Uniacque ai sindaci: «Più controlli contro gli sprechi o si rischia il razionamento»

Crisi idrica La società sollecita i sindaci a far rispettare le ordinanze emesse per contenere i consumi d’acqua. Valle Imagna e San Martino le più in difficoltà, soprattutto i paesi più turistici.
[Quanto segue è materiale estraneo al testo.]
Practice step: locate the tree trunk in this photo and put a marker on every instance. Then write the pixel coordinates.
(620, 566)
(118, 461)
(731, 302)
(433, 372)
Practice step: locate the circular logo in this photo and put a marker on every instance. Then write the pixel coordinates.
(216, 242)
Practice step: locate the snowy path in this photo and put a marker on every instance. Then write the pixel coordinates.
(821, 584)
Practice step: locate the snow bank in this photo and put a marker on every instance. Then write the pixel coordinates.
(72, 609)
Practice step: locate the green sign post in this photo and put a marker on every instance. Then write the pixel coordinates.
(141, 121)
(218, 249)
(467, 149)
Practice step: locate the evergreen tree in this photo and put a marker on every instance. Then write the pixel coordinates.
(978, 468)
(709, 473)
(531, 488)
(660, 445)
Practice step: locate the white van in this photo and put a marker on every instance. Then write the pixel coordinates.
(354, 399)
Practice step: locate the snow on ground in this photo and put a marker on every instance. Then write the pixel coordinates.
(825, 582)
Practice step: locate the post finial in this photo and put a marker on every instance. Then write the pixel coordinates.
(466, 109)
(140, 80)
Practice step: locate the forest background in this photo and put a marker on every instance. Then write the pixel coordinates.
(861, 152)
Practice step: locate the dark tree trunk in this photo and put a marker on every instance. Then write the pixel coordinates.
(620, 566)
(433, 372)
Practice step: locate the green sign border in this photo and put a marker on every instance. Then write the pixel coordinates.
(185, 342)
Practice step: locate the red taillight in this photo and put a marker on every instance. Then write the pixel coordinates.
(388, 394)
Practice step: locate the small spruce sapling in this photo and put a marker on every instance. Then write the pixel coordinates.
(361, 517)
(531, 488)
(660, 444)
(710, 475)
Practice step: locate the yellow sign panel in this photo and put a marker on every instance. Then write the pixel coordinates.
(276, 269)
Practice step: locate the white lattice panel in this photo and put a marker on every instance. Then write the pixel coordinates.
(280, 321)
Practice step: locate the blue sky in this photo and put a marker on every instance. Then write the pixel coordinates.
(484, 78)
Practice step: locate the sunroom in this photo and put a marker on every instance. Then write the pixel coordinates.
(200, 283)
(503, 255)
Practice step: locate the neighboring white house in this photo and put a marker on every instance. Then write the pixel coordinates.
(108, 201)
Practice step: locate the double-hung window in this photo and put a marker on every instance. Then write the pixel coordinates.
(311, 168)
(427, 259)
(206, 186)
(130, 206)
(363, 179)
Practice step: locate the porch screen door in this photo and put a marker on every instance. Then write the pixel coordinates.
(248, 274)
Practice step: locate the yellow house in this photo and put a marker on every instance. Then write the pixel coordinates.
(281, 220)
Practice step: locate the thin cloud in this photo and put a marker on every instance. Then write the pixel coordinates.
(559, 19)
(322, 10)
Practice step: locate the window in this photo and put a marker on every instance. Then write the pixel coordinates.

Uniacque ai sindaci: «Più controlli contro gli sprechi o si rischia il razionamento»
Nella zona rossa è vietato irrigare e innaffiare giardini e prati in qualunque fascia oraria (foto Fronzi)

Oltre il Colle, Dossena, Serina, Cornalba, Algua, Costa Serina, Bracca. E, tutt’intorno, le frazioni di San Giovanni Bianco, San Pellegrino Terme, Zogno e anche Nembro, fino a inglobare l’intera Valle Imagna e Valle San Martino, Isola compresa a parte Filago. È questa la «zona rossa» identificata da Uniacque come quella a maggior rischio di carenza idrica. Anche se la dicitura scelta è «Rischio moderato», il fatto che il gestore del ciclo idrico integrato di 210 dei 244 comuni della Bergamasca abbia invitato i sindaci degli oltre 50 paesi che ne fanno parte a emanare ordinanze per contenere gli usi non essenziali di acqua, fa capire quanto grave sia il problema. Anche perché l’«etichetta» di rischio elevato viene attribuita alle zone dove l’acqua scarseggia e deve essere razionata. Extrema ratio a cui, di questo passo, nessuno riesce più ad escludere.